Programmatic email platform LiveIntent has acquired Mojn, a Copenhagen-based data onboarding company, following LiveIntent’s recent acquisition of the European recommendation engine AVARI. Terms were undisclosed.
All 12 of Mojn’s employees, a majority of whom are data scientists, will join LiveIntent, said Matt Keiser, LiveIntent’s founder and CEO.
The acquisition will support LiveIntent’s international expansion, an effort underway since August when its US-based president, Dave Hendricks, relocated to the UK to serve as a European managing director.
The deal will also fuel further product development as LiveIntent builds out a new business division led by its new president of intent, Shiven Ramji, former head of global shopper and marketing insights at Amazon.
“Mojn’s technology will allow us to map intent without the use of cookies to email opens across our platform, whether the email open happens on a mobile device or on desktop,” Keiser said. “Sixty-one percent of LiveIntent’s 117 million unique monthly users happen on mobile and we see the trend continuing in that direction.”
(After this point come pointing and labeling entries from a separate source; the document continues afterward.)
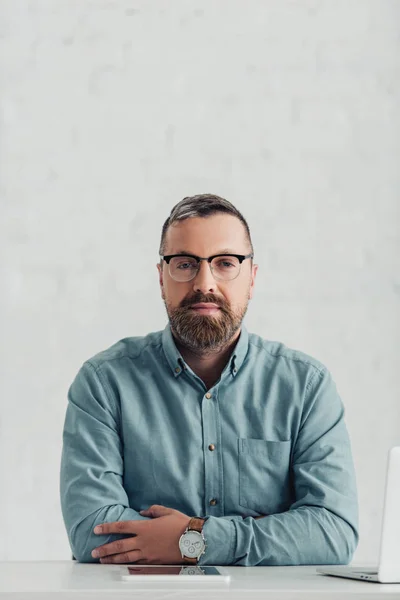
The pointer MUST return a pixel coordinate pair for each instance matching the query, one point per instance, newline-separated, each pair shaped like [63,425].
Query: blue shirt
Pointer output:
[269,438]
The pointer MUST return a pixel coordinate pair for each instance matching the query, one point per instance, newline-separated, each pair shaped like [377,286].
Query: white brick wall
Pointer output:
[112,111]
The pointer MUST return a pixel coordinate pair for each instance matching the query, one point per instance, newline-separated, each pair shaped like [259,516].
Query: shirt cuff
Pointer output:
[220,536]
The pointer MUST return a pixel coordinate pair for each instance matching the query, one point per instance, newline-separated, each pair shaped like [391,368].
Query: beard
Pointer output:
[204,333]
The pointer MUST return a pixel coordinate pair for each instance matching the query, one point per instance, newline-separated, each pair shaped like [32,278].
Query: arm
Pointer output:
[92,465]
[321,526]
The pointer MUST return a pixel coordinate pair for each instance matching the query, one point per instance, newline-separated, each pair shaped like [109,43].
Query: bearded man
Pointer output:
[203,443]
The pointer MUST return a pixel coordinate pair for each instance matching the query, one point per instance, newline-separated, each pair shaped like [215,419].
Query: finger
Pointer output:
[119,527]
[157,510]
[117,547]
[124,557]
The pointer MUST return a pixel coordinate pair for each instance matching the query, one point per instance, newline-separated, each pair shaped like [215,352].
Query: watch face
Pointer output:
[191,544]
[194,570]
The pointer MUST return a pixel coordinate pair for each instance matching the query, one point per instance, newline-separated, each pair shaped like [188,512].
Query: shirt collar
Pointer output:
[177,364]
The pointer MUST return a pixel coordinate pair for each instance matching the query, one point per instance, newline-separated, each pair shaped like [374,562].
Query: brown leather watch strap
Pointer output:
[195,524]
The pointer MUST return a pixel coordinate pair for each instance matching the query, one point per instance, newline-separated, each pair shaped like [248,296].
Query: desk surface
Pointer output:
[72,580]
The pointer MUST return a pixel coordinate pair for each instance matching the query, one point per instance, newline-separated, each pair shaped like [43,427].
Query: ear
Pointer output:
[254,270]
[161,280]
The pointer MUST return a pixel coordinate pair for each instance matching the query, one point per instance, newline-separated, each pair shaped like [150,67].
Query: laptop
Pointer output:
[388,570]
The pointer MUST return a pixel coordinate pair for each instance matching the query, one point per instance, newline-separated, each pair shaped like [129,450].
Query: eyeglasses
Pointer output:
[184,267]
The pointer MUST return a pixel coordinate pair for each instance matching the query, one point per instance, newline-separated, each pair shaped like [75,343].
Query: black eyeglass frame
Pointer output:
[240,257]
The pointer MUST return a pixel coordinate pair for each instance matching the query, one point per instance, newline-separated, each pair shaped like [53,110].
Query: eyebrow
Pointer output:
[223,251]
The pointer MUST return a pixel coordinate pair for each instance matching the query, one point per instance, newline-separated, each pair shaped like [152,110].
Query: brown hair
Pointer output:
[202,205]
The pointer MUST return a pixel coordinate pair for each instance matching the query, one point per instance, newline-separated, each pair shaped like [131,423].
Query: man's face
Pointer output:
[200,328]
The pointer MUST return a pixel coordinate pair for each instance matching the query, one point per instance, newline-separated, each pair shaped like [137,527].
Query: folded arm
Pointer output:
[91,478]
[321,525]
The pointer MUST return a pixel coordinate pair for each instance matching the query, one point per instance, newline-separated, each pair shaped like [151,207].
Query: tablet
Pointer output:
[174,573]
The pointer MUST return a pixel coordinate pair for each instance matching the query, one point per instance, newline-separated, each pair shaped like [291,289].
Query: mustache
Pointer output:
[210,298]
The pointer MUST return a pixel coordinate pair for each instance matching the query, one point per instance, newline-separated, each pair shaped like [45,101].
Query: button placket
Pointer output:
[210,452]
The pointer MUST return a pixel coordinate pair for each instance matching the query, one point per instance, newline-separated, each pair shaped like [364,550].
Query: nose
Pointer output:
[204,281]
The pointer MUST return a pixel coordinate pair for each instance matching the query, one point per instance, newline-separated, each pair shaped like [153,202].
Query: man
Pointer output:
[204,443]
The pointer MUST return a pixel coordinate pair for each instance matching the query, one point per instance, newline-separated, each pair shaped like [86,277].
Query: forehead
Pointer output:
[205,236]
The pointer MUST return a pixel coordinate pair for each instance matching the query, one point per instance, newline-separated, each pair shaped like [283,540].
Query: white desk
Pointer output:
[70,580]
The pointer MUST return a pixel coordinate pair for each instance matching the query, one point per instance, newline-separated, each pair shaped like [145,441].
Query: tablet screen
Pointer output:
[172,570]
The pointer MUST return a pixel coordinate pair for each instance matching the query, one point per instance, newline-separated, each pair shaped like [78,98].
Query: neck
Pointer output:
[208,365]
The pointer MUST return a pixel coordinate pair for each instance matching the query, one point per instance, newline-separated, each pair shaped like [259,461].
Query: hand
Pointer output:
[154,542]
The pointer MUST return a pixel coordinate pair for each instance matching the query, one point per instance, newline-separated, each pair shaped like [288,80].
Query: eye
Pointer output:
[226,263]
[184,265]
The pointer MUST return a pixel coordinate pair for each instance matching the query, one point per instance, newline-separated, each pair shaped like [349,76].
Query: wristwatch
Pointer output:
[192,543]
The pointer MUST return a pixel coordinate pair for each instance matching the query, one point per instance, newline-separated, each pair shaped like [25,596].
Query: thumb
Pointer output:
[156,511]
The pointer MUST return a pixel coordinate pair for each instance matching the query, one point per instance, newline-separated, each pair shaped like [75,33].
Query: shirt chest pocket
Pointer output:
[264,475]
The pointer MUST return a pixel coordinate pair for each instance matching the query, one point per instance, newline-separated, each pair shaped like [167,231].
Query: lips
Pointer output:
[204,305]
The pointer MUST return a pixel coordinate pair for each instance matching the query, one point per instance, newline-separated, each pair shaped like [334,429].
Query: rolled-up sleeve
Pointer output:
[91,475]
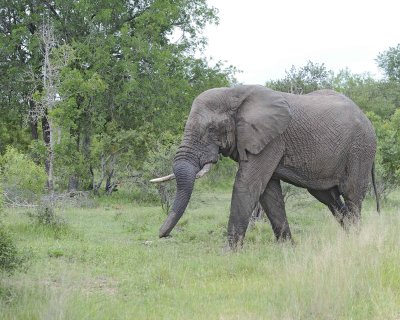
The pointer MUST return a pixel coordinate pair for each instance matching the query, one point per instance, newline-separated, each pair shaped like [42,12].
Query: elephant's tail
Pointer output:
[378,207]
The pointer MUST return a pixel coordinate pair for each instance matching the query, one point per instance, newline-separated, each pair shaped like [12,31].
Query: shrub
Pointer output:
[9,257]
[23,180]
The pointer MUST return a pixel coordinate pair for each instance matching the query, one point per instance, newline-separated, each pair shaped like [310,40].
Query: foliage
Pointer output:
[311,77]
[22,178]
[389,62]
[380,97]
[388,155]
[159,164]
[127,74]
[9,257]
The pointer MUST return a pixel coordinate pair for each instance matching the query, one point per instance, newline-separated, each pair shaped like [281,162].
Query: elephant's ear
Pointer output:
[262,116]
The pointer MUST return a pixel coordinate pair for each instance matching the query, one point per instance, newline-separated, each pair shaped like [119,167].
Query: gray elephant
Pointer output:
[319,141]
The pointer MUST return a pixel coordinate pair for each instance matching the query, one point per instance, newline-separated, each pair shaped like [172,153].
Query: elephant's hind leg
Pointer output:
[331,198]
[274,206]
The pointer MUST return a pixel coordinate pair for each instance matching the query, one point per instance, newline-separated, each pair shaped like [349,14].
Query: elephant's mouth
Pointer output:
[201,173]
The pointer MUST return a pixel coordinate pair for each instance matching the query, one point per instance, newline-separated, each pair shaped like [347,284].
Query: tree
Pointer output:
[126,85]
[311,77]
[389,62]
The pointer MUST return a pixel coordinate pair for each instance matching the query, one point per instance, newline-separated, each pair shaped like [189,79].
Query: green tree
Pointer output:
[389,62]
[311,77]
[126,84]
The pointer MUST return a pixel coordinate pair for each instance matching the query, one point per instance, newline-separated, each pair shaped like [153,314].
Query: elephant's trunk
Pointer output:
[185,174]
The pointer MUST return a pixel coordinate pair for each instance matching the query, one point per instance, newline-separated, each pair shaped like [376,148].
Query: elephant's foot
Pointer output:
[235,242]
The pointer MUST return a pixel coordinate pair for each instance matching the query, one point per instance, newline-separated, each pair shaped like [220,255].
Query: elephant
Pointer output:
[319,141]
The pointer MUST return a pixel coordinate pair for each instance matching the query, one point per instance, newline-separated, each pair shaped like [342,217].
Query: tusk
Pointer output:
[201,173]
[163,179]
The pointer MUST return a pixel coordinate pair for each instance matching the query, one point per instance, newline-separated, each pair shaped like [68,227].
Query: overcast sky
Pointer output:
[263,38]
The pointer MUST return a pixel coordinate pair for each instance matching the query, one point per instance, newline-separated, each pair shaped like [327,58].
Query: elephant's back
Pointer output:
[324,129]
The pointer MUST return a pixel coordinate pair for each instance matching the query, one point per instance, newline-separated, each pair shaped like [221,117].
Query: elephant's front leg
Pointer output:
[274,206]
[251,180]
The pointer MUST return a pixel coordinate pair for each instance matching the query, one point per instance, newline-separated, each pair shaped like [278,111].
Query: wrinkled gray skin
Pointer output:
[319,141]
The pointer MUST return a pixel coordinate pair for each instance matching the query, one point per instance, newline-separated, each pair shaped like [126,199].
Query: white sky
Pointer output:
[263,38]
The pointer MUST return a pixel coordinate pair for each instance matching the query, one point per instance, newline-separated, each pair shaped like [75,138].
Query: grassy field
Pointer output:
[108,263]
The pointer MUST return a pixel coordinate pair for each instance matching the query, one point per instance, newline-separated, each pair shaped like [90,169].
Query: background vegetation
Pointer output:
[93,100]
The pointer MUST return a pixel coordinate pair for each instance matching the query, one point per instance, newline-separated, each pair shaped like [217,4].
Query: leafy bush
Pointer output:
[158,164]
[23,180]
[388,153]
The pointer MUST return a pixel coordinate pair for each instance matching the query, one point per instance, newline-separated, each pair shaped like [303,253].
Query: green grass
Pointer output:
[108,263]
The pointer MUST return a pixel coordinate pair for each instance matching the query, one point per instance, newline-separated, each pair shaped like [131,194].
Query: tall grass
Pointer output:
[109,264]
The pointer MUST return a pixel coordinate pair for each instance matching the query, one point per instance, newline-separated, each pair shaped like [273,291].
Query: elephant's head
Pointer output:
[232,121]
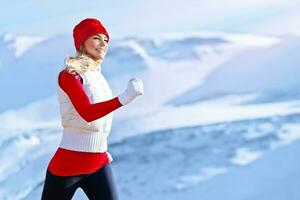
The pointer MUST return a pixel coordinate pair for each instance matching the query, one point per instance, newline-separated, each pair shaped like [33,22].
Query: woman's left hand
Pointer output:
[109,157]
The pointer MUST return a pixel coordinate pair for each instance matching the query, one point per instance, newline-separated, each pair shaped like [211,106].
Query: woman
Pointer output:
[86,106]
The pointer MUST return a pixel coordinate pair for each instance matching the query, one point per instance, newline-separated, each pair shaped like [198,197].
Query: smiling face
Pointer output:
[96,46]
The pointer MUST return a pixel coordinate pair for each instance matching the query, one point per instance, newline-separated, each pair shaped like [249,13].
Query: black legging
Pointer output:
[97,186]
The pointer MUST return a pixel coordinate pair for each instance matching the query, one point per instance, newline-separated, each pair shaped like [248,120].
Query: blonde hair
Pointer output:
[81,62]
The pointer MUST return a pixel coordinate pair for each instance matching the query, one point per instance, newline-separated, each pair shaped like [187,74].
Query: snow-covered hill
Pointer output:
[270,72]
[172,124]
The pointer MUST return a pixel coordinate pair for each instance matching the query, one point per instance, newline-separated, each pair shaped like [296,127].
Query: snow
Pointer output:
[187,149]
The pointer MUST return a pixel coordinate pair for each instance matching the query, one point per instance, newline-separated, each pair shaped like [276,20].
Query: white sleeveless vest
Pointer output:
[78,134]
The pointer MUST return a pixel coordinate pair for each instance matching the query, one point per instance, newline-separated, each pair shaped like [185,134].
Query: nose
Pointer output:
[102,43]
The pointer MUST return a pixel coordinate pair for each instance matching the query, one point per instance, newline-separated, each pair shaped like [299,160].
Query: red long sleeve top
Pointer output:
[68,162]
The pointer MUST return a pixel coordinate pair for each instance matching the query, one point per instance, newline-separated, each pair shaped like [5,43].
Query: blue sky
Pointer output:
[137,18]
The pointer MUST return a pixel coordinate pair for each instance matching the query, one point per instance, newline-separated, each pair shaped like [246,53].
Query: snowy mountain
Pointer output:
[271,72]
[205,110]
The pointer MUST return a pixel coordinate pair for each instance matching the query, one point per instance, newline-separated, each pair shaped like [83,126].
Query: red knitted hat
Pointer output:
[85,29]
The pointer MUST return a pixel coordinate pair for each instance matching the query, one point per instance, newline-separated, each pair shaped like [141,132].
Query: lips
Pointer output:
[100,50]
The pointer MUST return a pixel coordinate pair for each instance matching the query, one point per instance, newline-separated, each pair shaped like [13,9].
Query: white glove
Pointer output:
[135,88]
[110,159]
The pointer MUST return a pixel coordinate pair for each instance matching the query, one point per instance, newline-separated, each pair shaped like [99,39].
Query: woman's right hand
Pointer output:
[134,88]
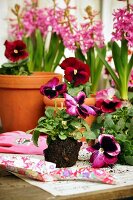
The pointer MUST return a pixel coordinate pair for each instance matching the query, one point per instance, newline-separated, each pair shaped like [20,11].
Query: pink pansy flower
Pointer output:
[53,89]
[106,101]
[75,105]
[15,50]
[76,71]
[104,152]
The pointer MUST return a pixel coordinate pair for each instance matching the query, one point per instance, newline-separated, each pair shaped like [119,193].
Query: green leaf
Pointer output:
[130,65]
[38,56]
[75,91]
[121,137]
[78,135]
[129,160]
[76,124]
[49,112]
[116,53]
[63,137]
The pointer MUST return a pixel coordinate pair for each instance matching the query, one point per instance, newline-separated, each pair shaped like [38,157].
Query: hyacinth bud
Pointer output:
[35,3]
[67,2]
[88,10]
[17,8]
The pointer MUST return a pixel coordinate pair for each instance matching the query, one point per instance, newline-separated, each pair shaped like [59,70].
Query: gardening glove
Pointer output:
[21,143]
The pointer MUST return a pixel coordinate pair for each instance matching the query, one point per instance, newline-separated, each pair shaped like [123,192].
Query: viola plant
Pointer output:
[17,54]
[115,117]
[105,151]
[107,101]
[76,75]
[75,106]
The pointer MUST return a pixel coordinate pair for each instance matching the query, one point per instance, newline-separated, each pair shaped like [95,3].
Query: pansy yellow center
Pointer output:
[75,71]
[15,51]
[101,150]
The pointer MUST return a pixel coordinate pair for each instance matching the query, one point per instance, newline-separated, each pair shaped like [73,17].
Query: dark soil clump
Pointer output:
[63,152]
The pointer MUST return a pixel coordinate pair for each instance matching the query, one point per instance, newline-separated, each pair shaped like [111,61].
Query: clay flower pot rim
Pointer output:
[34,80]
[61,101]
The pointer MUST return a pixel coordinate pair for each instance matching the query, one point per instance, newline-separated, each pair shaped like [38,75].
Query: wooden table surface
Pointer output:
[13,188]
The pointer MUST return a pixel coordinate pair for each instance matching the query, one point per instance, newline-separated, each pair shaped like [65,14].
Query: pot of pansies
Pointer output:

Mojn builds a stronger connection between LiveIntent and DSPs and cross-device systems such as MediaMath, Tapad, Drawbridge and Criteo, in an effort to map persistent IDs on mobile to media on its own platform, Keiser noted, a new capability for the company.
Like Facebook, Oracle, Criteo, Google and Verizon/AOL, LiveIntent claims to enable people-based marketing – in other words it is able to verify identities based on logged-in (or opted in) personas to pinpoint marketing messages.
“We’re focused on building out products for brands that bring what we call ‘evergreen’ demand,” said Keiser. “The reason why a company like Criteo has been so successful is because Marriott never wakes up and says, ‘I don’t want to fill more rooms.’ We’re focused on being the A9 and Criteo of email while offering more of a full stack.”
By “full stack,” Keiser’s referring to new tools coming down the pike focused on “Marketing To Intent,” the business division led by Shiven. These tools will focus on helping brands and publishers do more with their deidentified customer data.
LiveIntent’s focus, thus far, has been deals it cuts directly with publishers like the New York Times and Washington Post, as well as brands like Marriott, Kraft and Walmart, to programmatically serve ads in email newsletters consumers have already opted into.
Keiser sees more opportunity to take LiveIntent’s people-based model and apply it to new use cases. For instance, a company like Square maintains relationships with many small to midsize merchants, many of whom lack reach with regard to their own email lists.
LiveIntent could let merchants match their customer lists with its publisher network for audience extension, Keiser claimed.
“Fraud is virtually nonexistent with our platform and that’s because we know what throat to choke on every impression,” Keiser said. “We’re never more than one hop and a skip away from the publisher, DSP or advertiser. We’ve promised our publisher customers we can do competitive blocking and I wouldn’t want to work with a partner if it meant I couldn’t block an ad for my own customer.”